The Public Procurement Regulatory Authority is an autonomous body endowed with the responsibility of prescribing regulations and procedures for public procurements by Federal Government owned public sector organizations with a view to improve  governance, management, transparency, accountability and quality of public procurement of goods, works and services. It is also endowed with the responsibility of monitoring procurement by public sector agencies/organizations and has been delegated necessary powers under the Public Procurement Regulatory Authority Ordinance 2002.

The Public Procurement Regulatory Authority (PPRA) is a regulatory authority in Pakistan responsible for prescribing regulations and procedures for public procurement by Government of Pakistan-owned public sector organizations and monitoring of procurement undertaken by other public sector organizations under the Public Procurement Regulatory Authority Ordinance of May 2002. The PPRA Board consists of six ministerial appointments from central government departments, three private members and the Authority's managing director.

Amendments have been made in the Rules  vide S.R.O. No. 442(I)/2020 dated 15th May, 2020 and vide S.R.O. No. 834(I)/2021 dated 28th June, 2021.

All the Tenders i.e.
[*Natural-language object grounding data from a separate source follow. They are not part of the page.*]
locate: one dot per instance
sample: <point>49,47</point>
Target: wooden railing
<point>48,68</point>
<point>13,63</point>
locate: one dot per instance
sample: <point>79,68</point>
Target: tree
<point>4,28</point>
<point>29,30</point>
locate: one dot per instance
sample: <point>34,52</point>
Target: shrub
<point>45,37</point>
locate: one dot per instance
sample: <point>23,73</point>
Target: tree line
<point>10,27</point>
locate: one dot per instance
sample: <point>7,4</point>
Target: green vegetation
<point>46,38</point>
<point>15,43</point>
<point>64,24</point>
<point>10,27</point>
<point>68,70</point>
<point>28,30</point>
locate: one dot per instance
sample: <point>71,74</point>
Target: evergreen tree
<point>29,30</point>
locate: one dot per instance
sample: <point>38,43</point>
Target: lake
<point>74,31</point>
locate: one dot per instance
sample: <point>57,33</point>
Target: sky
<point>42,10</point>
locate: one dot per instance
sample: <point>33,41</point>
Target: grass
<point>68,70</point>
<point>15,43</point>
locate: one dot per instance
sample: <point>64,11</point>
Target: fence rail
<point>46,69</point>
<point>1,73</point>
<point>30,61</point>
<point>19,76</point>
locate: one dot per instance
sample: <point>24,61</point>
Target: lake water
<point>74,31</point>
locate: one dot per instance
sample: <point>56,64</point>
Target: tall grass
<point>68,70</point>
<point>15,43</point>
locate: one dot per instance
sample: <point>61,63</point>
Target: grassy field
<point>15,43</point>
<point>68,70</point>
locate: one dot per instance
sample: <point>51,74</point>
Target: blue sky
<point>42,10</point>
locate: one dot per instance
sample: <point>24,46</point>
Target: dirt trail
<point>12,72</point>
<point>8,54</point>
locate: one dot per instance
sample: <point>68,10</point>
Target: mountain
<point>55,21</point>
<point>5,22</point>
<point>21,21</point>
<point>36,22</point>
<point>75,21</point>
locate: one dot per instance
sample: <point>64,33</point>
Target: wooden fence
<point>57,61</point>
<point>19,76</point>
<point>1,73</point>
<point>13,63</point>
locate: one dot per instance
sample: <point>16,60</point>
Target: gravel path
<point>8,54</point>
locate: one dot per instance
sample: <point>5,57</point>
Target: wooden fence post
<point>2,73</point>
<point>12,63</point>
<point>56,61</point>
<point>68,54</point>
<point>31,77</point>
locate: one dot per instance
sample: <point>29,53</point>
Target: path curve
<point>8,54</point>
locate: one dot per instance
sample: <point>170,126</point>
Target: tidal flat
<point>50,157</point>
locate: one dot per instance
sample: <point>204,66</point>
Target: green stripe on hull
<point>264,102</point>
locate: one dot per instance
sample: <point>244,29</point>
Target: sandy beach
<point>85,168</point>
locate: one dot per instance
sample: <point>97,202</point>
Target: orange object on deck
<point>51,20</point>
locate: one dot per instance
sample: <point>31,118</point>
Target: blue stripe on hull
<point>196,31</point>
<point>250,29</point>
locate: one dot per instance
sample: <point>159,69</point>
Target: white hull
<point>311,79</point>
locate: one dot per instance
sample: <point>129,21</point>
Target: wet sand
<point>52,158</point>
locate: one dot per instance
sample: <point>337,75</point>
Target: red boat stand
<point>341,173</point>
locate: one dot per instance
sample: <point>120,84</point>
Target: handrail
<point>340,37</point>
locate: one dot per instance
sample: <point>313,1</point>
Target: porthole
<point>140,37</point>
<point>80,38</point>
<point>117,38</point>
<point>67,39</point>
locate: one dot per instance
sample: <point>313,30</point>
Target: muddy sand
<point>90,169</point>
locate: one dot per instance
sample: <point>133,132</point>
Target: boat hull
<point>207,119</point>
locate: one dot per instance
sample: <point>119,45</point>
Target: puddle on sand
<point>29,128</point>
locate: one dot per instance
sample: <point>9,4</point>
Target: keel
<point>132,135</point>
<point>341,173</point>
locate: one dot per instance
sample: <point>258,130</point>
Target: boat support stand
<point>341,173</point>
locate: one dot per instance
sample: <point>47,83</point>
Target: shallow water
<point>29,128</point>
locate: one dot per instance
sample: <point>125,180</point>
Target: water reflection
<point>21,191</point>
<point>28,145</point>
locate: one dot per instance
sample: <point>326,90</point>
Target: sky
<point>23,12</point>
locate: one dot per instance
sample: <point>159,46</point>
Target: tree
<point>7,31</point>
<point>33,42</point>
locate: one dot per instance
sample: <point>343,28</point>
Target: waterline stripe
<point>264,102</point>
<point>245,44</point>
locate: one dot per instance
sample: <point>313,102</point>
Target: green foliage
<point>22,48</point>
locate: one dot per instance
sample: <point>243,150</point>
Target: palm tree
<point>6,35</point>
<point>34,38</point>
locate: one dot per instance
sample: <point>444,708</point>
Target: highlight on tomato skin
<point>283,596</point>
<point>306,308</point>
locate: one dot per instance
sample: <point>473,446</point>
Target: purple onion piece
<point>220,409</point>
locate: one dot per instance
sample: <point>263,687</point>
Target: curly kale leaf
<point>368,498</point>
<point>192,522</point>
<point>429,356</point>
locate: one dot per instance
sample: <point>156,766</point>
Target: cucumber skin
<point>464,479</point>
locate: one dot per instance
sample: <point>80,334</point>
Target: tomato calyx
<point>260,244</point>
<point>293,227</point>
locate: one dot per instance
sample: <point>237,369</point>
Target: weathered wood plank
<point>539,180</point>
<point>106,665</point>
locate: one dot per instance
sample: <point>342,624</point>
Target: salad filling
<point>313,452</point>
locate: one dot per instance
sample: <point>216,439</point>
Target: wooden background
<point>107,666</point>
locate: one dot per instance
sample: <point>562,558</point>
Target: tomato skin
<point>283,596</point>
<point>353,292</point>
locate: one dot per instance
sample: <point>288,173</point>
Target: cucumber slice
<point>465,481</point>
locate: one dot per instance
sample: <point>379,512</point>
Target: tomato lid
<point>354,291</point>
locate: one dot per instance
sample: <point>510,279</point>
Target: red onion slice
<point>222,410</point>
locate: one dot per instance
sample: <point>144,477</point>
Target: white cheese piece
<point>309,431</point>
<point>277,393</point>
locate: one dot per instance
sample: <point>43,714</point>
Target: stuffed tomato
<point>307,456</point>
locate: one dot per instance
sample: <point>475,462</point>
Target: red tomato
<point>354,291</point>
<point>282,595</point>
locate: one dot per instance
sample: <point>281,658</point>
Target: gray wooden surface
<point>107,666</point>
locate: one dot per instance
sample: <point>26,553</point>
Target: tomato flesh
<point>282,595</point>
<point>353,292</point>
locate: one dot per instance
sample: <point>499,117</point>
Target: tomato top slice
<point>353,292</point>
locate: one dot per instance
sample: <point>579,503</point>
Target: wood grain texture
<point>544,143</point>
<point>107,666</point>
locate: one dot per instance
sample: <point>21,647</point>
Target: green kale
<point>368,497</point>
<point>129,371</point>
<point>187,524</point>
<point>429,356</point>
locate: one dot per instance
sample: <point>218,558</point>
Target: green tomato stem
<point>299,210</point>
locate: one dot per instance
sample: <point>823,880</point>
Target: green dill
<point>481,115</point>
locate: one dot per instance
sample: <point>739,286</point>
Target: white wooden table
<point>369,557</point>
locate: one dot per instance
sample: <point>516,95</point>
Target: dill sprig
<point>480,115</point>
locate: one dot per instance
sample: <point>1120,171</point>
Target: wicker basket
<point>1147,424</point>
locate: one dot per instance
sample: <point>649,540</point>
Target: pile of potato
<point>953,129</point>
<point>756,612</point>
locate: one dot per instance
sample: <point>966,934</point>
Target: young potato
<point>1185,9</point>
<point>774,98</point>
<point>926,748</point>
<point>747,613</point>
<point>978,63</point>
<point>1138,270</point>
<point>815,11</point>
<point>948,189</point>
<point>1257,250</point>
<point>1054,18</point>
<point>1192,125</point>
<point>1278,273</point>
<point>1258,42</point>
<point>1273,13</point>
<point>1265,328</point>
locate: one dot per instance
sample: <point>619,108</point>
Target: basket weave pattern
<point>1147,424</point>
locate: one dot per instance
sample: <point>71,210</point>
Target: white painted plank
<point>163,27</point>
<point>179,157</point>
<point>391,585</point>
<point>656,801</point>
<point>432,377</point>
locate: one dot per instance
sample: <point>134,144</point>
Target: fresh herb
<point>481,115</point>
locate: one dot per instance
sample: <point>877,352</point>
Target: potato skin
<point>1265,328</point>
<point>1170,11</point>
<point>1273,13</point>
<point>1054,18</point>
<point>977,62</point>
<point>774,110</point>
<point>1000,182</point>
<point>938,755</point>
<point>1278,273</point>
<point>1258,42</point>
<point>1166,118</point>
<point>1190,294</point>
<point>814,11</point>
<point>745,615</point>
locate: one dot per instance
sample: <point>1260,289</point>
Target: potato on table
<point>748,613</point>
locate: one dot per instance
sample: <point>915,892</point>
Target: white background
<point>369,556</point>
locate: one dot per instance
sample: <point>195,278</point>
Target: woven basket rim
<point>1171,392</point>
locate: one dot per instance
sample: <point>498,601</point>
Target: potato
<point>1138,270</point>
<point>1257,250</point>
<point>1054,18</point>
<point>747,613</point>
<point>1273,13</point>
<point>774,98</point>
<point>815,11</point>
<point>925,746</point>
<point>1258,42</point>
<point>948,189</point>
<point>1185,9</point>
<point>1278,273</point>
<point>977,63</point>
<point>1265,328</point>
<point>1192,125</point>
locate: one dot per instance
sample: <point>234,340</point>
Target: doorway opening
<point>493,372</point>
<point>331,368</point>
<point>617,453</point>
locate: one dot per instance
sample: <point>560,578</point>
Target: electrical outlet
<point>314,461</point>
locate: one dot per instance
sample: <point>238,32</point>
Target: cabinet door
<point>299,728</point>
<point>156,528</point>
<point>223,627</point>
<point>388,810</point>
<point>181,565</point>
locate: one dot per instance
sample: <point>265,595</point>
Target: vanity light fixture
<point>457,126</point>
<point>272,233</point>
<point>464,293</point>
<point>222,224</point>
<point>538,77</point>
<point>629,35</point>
Invitation to Bids are published on its official website. Procurement Plans of Procuring Agencies are also available on website. Standard Bidding Documents are also available on the website i.e. Public Procurement Regulatory Authority (www.ppra.org.pk).

In 2019 the authority was accused of making 32 appointments in a non-transparent manner, and the office of the Auditor General of Pakistan raised objections to the appointments.